A uno sguardo anche superficiale alla realtà odierna, appare chiaro che le biblioteche, nella loro turbinosa attività volta ad acquisire, organizzare e rendere disponibile il proprio patrimonio, non siano ancora riuscite a dar vita a un'adeguata riflessione sulle relazioni (di natura non tanto informativa o scientifica quanto piuttosto personale, intrinseca, soggettiva) che legano i supporti e i loro utilizzatori: una riflessione insomma che sia in grado di far luce sui differenti approcci che, nella vita quotidiana, si manifestano nei confronti dei formati documentari.

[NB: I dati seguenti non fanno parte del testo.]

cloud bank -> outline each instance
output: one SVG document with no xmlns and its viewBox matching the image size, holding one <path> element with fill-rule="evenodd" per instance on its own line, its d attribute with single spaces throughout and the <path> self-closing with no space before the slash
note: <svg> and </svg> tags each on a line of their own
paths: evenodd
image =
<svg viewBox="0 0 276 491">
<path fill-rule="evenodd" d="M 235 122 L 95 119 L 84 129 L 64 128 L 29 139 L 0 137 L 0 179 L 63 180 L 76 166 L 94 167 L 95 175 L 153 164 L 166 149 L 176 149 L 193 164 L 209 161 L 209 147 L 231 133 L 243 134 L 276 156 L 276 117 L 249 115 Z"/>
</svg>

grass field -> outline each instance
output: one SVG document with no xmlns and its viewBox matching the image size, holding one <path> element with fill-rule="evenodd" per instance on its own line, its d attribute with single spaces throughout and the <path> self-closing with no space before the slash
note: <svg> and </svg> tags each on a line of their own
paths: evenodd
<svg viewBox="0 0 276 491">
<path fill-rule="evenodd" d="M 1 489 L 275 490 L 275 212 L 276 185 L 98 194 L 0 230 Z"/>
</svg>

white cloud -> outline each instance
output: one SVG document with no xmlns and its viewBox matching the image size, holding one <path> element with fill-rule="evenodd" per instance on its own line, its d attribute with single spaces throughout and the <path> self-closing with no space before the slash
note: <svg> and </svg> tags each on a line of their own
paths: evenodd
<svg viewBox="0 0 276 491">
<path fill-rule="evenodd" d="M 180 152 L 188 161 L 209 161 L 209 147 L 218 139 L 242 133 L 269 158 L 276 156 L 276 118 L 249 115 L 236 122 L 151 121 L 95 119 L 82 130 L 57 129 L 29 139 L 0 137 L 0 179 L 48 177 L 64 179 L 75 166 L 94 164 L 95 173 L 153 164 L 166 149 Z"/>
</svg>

Si tratta, con ogni evidenza, di qualcosa di più e di diverso dalla tradizionale indagine sulla lettura sviluppata da sociologi, economisti e a volte anche bibliotecari: quest'ultima infatti cerca di analizzare i cosiddetti "consumi culturali", ponendosi su un piano che potremmo definire "semantico", correlato più ai contenuti che ai contenitori, più allo sfruttamento di quanto viene veicolato che alla comprensione dei veicoli. Ciò che invece resta fuori dal quadro sono proprio gli atteggiamenti, le attitudini, i comportamenti che le persone manifestano nella loro interazione con i supporti - fisici o virtuali che siano - destinati ad accogliere e trasmettere l'informazione.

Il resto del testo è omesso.